Spousal birthday presents were a quandary when we first married. An impending birthday meant brainstorming for possible gifts, begging each other for clues as to what we truly wanted and eventually, purchasing an expensive something that was seldom used –but at least made us feel like we’d satisfied our sense of marital duty.
As the years passed, finding a gift became increasingly complicated as our needs diminished. When we wanted something any other month of the year, there was no point in waiting for a birthday. In our ego-centric, me-first culture, it wasn’t hard to justify buying the item right away ourselves – which is precisely what we did.
Eventually we sat down for a heart-to-heart. “There’s nothing either of us needs,” I declared. “So what’s the point in spending money on something superfluous?”
He agreed, so we made a birthday pact. We’d exchange thoughtfully written birthday cards and share a meal out when possible, on our birthdays. Aside from a homemade cake, there would be no fuss or fanfare. Who needed it?
I did, I realized as my 40th approached. Sixteen years into marriage I missed the adventures we used to share, the exotic locations we once travelled to and the fun that once pervaded our young lives. These days, it seemed, it was all about deadlines, crisis management and weekends filled with keeping the kids busy. By the time we shelved our work and settled the kids, there was neither time nor energy left over for fun.
“I know what I want for my birthday next year,” I said slowly, six months before its arrival. It had been a decade or more since I’d asked for a birthday present, so I knew I’d have his attention right away. “Take some time off work and let’s travel somewhere together and have an adventure.”
I had a pocketful of persuasion tactics up my sleeve, but it turned out I didn’t need them. Within hours of my request we’d booked tickets for a 10-day trip to Thailand. Over the months that followed we pulled out our air-miles and credit-card points, using them to upgrade to business class and book expensive hotels we’d usually avoid. We scheduled an itinerary filled with exotic rainforests, bustling markets and blissful days on the beach. It might be another decade before we were able to indulge in a trip like this again, we figured. So we pulled out all the stops.
Guilt? There was plenty of it. “How can you leave the children when they need you?” my father asked bluntly.
The kids were dismayed, initially. “You’re not taking us?” they asked incredulously. “Why?” As the weeks to departure date slipped closer, we explained that mom and dad needed and deserved some time together. It sounded selfish, even to us. But the temptation of braving the tropics just the two of us was irresistable. No fights to break up. No whining to contend with. Just each other’s company and a new country to explore together.

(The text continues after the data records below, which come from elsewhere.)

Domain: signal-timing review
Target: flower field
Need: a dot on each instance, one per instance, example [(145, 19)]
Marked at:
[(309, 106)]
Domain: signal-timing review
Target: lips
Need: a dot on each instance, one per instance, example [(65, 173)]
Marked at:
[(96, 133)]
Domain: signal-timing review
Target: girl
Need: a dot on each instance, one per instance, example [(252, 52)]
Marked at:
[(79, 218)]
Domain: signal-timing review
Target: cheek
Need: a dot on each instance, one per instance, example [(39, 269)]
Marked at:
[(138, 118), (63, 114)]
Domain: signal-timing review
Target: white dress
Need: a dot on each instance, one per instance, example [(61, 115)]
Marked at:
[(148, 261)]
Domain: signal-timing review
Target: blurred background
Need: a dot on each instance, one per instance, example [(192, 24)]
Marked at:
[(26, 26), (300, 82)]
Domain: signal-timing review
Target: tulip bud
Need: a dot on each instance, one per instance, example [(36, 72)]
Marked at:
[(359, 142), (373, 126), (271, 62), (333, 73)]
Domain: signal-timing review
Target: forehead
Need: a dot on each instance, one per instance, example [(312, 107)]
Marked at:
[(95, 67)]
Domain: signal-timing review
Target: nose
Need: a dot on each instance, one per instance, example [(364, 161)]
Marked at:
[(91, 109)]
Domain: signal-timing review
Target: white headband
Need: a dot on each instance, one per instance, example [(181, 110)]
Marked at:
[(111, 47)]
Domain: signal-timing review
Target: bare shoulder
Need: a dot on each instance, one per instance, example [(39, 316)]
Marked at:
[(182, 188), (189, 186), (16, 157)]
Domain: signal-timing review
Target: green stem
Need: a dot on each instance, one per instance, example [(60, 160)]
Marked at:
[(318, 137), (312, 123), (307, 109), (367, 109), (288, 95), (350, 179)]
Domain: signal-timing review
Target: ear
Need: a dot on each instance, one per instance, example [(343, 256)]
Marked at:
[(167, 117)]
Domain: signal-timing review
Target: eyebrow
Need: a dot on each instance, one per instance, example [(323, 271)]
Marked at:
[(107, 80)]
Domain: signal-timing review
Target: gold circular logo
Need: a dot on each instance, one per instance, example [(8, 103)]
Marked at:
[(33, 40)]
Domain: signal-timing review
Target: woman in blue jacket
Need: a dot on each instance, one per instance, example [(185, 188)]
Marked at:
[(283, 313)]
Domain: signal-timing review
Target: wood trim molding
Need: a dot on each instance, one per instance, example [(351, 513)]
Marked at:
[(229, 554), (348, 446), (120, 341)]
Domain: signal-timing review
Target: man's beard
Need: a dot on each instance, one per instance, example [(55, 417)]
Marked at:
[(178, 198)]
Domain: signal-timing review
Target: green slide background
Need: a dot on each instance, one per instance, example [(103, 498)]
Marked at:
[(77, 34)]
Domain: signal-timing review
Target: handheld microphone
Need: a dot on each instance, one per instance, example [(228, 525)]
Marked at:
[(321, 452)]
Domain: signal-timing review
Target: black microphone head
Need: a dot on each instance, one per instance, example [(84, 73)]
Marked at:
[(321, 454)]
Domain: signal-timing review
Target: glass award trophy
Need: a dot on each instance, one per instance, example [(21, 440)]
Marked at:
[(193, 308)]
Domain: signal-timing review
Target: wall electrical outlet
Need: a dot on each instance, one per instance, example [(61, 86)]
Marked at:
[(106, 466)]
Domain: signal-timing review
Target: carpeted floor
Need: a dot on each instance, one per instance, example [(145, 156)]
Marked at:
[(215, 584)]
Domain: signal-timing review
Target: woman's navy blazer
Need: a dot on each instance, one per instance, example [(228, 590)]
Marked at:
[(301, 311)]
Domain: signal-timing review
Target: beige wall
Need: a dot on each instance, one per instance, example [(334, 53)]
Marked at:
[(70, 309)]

It was the birthday present of a lifetime, and as I type this column I am surrounded by one of the world’s oldest rainforests, the whooping sounds of gibbons and the chatter of giant hornbills filling my ears. In a matter of days I will be back at my desk fielding a barrage of emails and frantically catching up on 10 days of absenteeism. But I’ll do so with the dreamy memories of my spouse by my side in a foreign land – for me, the ultimate gift.